Gloria cerró los ojos, y como el que se hunde en los abismos de un letargo, contestó desde dentro con profunda voz, que apenas hacía mover sus labios:

—Todavía no.

—¡Miserable de mí, mil veces miserable —exclamó D.ª Serafinita con patético dolor—, que no tengo fuerzas, ni elocuencia para salvar un alma querida!

—Usted es una santa —dijo Gloria abriendo los ojos y ofreciendo sus brazos a su tía para estrecharla en ellos.

—Soy una infeliz que he aspirado a ejercer el ministerio de los apóstoles, y Dios me castiga por mi soberbia.

—Usted es una santa —repitió Gloria—, pero… nunca ha sido madre.

La noble señora no contestó. Observaba la creciente desfiguración de las facciones de su sobrina.

—¿Qué tienes?

—Una cosa que sería deseo de morir —repuso Gloria con abatimiento—, si no siguiera viviendo mi hijo.

—¿Tienes sueño?

—La pereza de la muerte; pero con esto se duerme.

—Debes descansar.

—No puedo… No se separe usted de mí. Si me quedo sola pensaré cosas malas… ¿Qué hora es?

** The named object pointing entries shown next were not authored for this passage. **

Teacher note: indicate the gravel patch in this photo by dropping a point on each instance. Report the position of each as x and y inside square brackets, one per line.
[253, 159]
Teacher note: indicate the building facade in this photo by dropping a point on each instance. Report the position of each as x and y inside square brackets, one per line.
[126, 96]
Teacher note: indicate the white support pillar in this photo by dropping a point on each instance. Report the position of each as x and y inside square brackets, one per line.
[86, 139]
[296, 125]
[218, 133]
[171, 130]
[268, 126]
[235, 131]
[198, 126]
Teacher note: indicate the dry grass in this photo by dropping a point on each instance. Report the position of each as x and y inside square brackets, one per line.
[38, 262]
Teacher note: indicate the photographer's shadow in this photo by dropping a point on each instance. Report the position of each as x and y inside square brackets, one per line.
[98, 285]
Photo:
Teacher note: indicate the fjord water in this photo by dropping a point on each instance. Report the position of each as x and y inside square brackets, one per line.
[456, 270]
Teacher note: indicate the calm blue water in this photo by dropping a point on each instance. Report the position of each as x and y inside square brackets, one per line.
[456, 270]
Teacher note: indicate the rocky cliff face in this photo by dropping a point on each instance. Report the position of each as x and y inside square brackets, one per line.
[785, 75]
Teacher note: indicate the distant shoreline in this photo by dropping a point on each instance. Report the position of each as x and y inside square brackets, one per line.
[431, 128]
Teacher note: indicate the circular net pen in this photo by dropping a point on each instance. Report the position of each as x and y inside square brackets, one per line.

—Ya amanece. Jueves Santo, hija mía. ¡El día más hermoso para salvarse!

Gloria trató de decir algo; pero entrole una congoja penosísima; su corazón oprimido latía con fuerza y era tal la sofocación de su pecho, que Serafinita le retiró las sábanas para que el peso de ellas no la molestase. Moviose la infeliz con febril inquietud en el lecho, y su hermosa cabeza con los negros cabellos en desorden se volvía con angustia hacia arriba. Por último se llevó ambas manos al pecho y oprimiéndoselo, cual si quisiera detener allí alguna cosa que se le escapaba, gritó con voz ronca:

—Señor, Señor, no puedo.

Serafinita procuró tranquilizarla. Al fin iba cayendo la joven en un estado semejante al sopor. Serafinita notó que sus sienes latían violentamente y que su respiración era fatigosa. Pero seguía aletargada, y como esto tranquilizara a la buena señora, arrodillose junto a la cama y empezó a rezar con el mayor recogimiento.